The Walt Disney Company (DIS) announced on Nov. 12, 2020 that it is continuing the suspension of its semi-annual cash dividend. Investors did not receive a dividend in July 2020 and will not get a cash payout in January 2021 either. The company's board of directors attributed its decision to "the ongoing impact of COVID-19 and the Company's decision to prioritize investment in its direct-to-consumer initiatives."
- Disney will not pay its usual semi-annual dividend in January 2021.
- The semi-annual dividend normally paid in July also was omitted.
- The company cites COVID-19 and investment imperatives as reasons.
- Acquisitions have added significantly to debt.
Significance for Investors
If the previous annual cash dividend of $1.76 (two times $0.88) per common share had been maintained, the annualized dividend yield on Disney's common stock would have been 1.22% as of the market close on Nov. 16, 2020, given a share price of $144.67 at the close. By comparison, the dividend yield on the entire S&P 500 Index was 1.70% as of Nov. 13, 2020, the latest available weekly calculation.
Disney already was less than attractive to income-oriented investors, given its below-average yield, as noted above. Needless to say, the continued suspension of the dividend has reduced its appeal to such investors even more.
On the other hand, the company has delivered handsome capital appreciation during the past decade, rising by more than 400% from about $28 per share. Much of this stock price appreciation has been fueled by successful acquisitions. Indeed, part of the rationale for suspending the dividend, as noted above in the directors' statement, is to deploy cash in yet more investments.
Expanding Media Empire
Disney remains best-known among the general public for movies and television programs, both animated and live-action, aimed at younger children. However its media empire extends far beyond that niche, including, among many others, the National Geographic Channel, ESPN, Pixar, Marvel Studios, and Lucasfilm. In the words of one report, "Disney is now one of the largest media companies in the world, and very likely the most influential."

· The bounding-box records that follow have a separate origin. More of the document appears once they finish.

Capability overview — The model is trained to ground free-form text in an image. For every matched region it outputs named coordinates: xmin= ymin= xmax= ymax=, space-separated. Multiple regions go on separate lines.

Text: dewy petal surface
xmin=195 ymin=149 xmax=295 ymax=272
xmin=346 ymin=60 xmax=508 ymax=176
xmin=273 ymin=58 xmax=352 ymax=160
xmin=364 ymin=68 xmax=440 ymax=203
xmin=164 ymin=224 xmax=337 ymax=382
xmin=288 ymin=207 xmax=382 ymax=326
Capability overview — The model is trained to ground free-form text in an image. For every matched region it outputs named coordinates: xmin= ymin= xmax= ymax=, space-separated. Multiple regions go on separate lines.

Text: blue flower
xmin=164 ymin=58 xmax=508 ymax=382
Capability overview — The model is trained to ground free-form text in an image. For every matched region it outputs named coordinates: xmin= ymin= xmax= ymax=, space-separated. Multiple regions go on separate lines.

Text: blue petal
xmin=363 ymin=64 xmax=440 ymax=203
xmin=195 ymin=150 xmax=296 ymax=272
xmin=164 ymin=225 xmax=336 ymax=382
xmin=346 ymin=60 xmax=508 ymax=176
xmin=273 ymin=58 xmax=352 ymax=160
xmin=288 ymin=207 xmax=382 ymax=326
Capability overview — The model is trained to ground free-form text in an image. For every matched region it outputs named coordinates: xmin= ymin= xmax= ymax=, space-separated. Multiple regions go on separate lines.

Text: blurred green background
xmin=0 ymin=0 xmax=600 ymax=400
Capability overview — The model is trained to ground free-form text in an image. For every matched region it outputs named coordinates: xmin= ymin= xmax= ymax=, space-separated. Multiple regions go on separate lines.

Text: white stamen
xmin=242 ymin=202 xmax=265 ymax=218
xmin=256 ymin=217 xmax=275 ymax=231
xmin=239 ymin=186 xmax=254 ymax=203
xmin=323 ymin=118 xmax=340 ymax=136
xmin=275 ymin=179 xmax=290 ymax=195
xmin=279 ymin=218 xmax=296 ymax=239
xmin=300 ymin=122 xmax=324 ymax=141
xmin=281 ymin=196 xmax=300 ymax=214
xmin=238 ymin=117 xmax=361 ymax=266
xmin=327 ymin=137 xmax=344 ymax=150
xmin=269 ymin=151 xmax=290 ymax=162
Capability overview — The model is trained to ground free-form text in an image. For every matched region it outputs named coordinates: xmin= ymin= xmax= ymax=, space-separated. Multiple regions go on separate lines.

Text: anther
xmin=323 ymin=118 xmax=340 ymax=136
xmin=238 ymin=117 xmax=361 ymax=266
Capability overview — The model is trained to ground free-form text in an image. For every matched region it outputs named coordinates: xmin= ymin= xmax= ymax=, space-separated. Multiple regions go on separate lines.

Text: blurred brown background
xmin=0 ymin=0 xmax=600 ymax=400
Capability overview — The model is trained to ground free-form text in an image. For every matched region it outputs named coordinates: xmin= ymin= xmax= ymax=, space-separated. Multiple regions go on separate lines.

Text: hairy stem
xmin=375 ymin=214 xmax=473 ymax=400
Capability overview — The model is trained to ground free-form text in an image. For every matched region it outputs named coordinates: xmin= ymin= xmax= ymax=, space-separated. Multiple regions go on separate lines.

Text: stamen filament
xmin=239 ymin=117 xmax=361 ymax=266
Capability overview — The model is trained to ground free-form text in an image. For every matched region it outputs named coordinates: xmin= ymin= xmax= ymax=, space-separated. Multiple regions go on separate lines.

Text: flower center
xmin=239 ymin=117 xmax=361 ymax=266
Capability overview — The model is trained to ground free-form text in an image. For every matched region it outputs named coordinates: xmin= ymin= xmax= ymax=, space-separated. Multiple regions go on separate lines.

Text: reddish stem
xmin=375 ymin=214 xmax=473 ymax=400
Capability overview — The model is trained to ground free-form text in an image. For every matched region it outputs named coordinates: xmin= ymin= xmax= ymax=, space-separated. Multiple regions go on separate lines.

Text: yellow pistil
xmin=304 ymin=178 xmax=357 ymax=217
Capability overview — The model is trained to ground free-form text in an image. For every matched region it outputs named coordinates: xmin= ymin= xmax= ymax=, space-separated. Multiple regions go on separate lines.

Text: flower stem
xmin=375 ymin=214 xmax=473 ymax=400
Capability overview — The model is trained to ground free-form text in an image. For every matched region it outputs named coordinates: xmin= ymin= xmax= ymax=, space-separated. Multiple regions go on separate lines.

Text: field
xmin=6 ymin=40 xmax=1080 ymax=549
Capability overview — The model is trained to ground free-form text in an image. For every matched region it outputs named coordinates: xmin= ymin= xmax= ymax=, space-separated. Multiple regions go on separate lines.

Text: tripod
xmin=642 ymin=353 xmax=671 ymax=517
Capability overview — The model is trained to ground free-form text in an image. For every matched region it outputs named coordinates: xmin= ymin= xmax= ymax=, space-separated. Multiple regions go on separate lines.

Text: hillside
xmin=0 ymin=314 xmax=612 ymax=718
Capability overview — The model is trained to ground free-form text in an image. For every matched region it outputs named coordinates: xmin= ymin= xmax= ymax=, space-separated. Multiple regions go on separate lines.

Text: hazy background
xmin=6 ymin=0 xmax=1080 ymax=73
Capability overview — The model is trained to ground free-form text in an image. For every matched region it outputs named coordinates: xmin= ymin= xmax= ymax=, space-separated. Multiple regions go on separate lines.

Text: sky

High Acquisition and Development Costs
Disney finalized its purchase of 21st Century Fox in 2019, at a final cost of $71 billion. Acquiring the "Star Wars" franchise from Lucasfilm cost about $4 billion.
The leading direct-to-consumer initiative for the company right now is the new Disney+ platform. Costing more than $3 billion in development and content costs (not including acquisitions such as Fox and Lucasfilm), Disney+ is designed to compete in the video streaming market with major players such as Netflix, Inc. (NFLX) and Amazon.com, Inc. (AMZN). Meanwhile, Disney also owns 100% of streaming service Hulu.
The Bottom Line
Given that Disney has over 1.8 billion shares outstanding, each semi-annual dividend payment would have consumed nearly $1.6 billion of cash, at $0.88 per share. Meanwhile, Disney's long term debt has soared from $38.1 billion to $52.9 billion from Sept. 28, 2019, to Oct. 3, 2020. Servicing this debt load, plus continuing to invest in content and technology, means that Disney probably will prioritize these uses of cash ahead of restoring the dividend for some time into the future.